June 18, 2021

Is your data pseudonymized or anonymized?

The concept of anonymous data crystallizes a large number of misunderstandings and false ideas to the point that the term “anonymous” does not have the same meaning depending on who uses it. To restore consensus, the Octopize team wanted to discuss the differences between pseudonymization and anonymization, two concepts that are often confused.

What is the difference between anonymization and pseudonymization?

The concept of anonymous data crystallizes numerous misunderstandings and false ideas to the point that the term “anonymous” does not have the same meaning depending on who uses it.
To restore consensus, the Octopize team wanted to discuss the differences between pseudonymization and anonymization, two concepts that are often confused.
At first glance, the term “anonymization” evokes the notion of mask, of concealment. We then imagine that the principle of anonymization amounts to masking the directly identifying attributes of an individual (name, first name, social security number). This shortcut is just the trap to avoid. In fact, the masking of these parameters is rather a pseudonymization.
At first glance similar, these two concepts nevertheless involve major differences, both from a legal point of view and from a security point of view.

What is pseudonymization?

According to the CNIL, pseudonymization is a “processing of personal data carried out in such a way that data relating to a natural person can no longer be attributed without additional information”. It is one of the measures recommended by the RGPD to limit the risks associated with the processing of personal data.

But pseudonymization is not an anonymization method. Pseudonymization simply reduces the correlation of a data set with the original identity of a data subject and is therefore a useful but not absolute security measure. Indeed, pseudonymization consists in replacing the directly identifying data (name, first name...) of a data set with indirectly identifying data (alias, number in a ranking, etc.) thus preventing the direct re-identification of individuals.

However, pseudonymization does not constitute infallible protection because the identity of an individual can also be deduced from a combination of several pieces of information called virtual identifiers. Thus, in practice, pseudonymized data remains potentially reidentifying indirectly by cross-referencing information. The identity of the individual may be betrayed by one of his indirectly identifying characteristics. This transformation is therefore reversible, justifying the fact that pseudonymized data is always considered personal data. To date, the most used pseudonymization techniques rely on cryptographic systems with secret keys, hashing functions, deterministic encryption or even Tokenization.

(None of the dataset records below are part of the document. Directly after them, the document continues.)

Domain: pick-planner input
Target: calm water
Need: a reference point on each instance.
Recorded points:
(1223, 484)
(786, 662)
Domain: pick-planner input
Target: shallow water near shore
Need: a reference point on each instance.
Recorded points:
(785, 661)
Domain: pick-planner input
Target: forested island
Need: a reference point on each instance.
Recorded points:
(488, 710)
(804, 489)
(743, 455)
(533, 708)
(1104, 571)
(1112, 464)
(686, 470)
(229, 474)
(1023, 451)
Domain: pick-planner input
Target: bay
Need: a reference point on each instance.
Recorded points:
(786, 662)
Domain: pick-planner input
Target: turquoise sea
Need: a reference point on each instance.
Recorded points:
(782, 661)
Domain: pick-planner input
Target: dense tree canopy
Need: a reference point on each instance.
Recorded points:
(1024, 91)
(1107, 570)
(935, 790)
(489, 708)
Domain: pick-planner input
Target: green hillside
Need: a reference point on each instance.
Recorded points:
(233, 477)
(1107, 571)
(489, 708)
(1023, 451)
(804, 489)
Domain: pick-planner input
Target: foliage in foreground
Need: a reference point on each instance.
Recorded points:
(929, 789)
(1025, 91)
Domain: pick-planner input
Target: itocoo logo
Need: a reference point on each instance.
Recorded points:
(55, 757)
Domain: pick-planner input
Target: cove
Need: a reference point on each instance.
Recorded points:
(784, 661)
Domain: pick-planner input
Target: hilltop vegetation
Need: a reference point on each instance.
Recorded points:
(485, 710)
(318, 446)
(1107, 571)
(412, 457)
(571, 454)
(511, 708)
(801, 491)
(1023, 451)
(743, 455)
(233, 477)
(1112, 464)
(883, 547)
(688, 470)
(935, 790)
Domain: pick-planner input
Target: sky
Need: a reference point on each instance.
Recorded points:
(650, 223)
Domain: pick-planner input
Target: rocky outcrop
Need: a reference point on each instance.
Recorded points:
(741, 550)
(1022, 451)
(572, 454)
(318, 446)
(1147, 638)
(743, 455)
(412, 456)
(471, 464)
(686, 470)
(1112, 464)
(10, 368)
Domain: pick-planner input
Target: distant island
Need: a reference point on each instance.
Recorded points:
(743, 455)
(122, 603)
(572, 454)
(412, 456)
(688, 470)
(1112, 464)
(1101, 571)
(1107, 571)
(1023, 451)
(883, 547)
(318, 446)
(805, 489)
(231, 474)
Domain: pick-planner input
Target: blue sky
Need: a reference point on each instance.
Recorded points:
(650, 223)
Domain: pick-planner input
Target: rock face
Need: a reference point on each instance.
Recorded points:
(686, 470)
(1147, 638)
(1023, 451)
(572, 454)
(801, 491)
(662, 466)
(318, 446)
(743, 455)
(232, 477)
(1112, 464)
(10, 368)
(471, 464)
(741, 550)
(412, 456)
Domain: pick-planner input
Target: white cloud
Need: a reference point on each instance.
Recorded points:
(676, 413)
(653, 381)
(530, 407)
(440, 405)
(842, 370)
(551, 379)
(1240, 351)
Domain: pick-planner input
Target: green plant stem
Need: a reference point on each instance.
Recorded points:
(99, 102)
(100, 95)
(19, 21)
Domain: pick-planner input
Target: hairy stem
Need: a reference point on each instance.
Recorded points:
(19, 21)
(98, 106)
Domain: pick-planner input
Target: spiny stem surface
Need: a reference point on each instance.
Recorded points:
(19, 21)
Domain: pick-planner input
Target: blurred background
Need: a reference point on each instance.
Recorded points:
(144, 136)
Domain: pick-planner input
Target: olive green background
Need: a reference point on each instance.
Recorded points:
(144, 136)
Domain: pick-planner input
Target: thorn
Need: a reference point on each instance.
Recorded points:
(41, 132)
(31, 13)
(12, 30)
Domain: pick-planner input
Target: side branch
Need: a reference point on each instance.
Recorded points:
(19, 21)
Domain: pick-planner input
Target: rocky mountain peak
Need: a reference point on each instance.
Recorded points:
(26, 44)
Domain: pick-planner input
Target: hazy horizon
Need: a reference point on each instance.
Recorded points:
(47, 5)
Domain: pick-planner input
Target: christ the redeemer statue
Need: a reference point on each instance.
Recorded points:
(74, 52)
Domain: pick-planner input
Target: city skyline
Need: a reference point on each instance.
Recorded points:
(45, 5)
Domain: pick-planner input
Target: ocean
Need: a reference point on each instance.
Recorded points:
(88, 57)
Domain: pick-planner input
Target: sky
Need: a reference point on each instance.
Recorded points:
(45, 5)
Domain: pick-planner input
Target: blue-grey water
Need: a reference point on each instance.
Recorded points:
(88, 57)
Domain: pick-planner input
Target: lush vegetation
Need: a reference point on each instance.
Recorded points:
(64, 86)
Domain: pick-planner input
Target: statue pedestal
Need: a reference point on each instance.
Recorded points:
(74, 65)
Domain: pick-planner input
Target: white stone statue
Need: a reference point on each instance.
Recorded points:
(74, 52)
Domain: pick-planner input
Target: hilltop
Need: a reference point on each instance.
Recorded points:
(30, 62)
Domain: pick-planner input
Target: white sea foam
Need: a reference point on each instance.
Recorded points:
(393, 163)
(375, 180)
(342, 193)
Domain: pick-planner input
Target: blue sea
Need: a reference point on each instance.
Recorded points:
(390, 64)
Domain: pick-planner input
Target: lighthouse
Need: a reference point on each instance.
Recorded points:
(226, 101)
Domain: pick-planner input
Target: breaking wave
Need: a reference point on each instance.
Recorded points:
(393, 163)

THE ”AOL (America On Line) case” illustrates in a typical way the misunderstanding that exists between pseudonymization and anonymization. In 2006, a database containing twenty million keywords from searches carried out by more than 650,000 users over a period of 3 months was publicly released, with no measures intended to preserve privacy other than replacing the AOL user ID with a numerical attribute (pseudonymization).
Despite this treatment, the identity and location of some users have been made public. Indeed, requests sent to a search engine, especially if they can be combined with other attributes, such as IP addresses or other configuration parameters, have a very high identification potential.

This incident is just one example among the many pitfalls showing that a set of pseudonymized data is not anonymous; simply changing the identity does not prevent an individual from being re-identified based on almost identifying information (age, gender, postal code). In many cases, it can be as easy to identify an individual in a set of pseudonymized data as it is from the original data (“Who is this?” game).

What is the difference with anonymization?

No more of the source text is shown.